Des chansons envoûtantes et emblématiques du Tout Puissant OK, l’on retrouve des chefs d’oeuvres comme « Mouzi » de Ntesa Nzitani Daniel alias Dalienst.

Cette chanson qui a traversé des générations, comme un vieux vin, ne cesse d’augmenter sa saveur. Plus elle vieillit, plus elle devient suave.
Quand l’amour l’emporte sur les faux semblants
Pour la petite histoire, nous sommes à l’époque du Zaïre, un pays des jouisseurs comme aimait bien l’identifier son propre président, le Maréchal Mobutu Sese Seko Kuku Ndgendo waza Banga, un nom kilométrique dont l’on ne saura jamais la vraie signification.

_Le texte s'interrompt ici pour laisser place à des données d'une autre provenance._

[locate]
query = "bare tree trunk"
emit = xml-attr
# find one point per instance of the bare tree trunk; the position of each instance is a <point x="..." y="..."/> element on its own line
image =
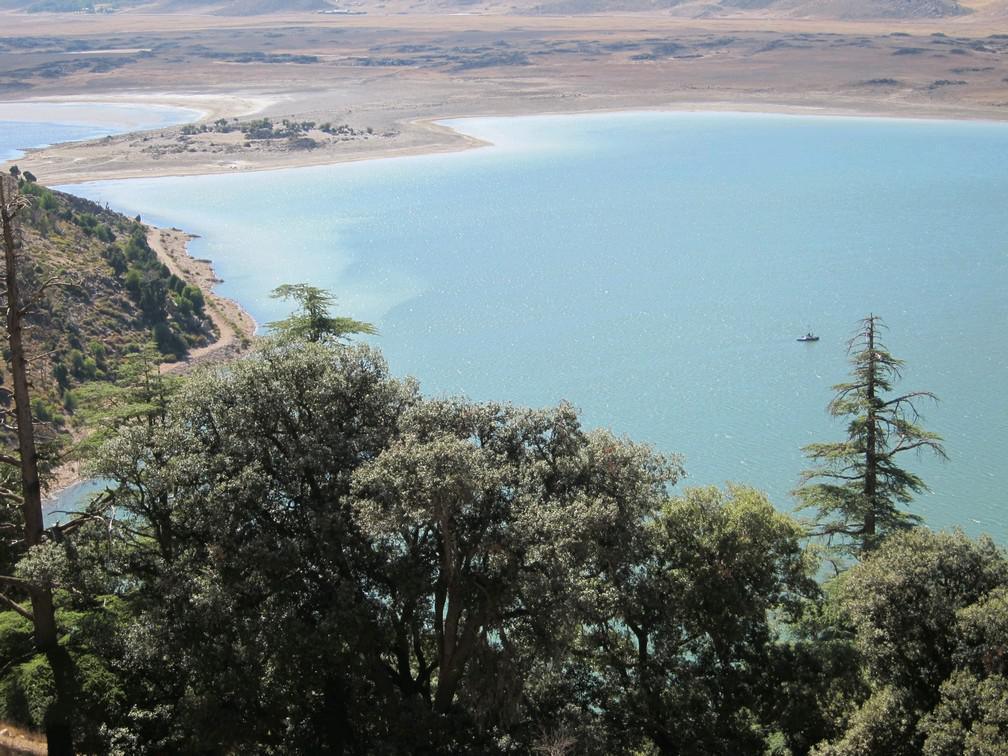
<point x="58" y="732"/>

Quand un journaliste belge posa la question de savoir pourquoi les congolais sont si pauvres dans un pays riche, l’aigle de Kawele ne va pas par le dos de la cuillère : » tant que je vois tous ces ambianceurs kinois avec un verre bien rempli de mousse chaque soir, je ne vois pas la pauvreté« , rétorqua t-il.
Mouzi est, alors, dans le lot des femmes de cette époque qu’un homme marié pouvait prendre comme une seconde compagne, « bureau », comme on aimait bien denommer ces femmes issues du mariage non officiel. Beaucoup d’enfants y sont nés.
Le monsieur promet à Mouzi monts et merveilles : » Mouzi eh, nako lemba yo te mama, oh Mouzi eh eh mama. Mouzi eh, ata na bala mama, oh Mouzi eh eh eh mama. Mouzi na lingaka ye, ndenge na lingi yo mama, oh Mouzi eh eh eh mama. Mouzi eh tuna tata na yo Mouzi ako yebisa yo… » Pour dire: » Mouzi, je ne t’abandonnerrai jamais même si je suis marié. Je l’aime comme je t’aime. Demande à ton père, il te dira.
Retour sur une chanson qui résonne encore comme à l’époque du Zaïre. Une vraie confession d’amour.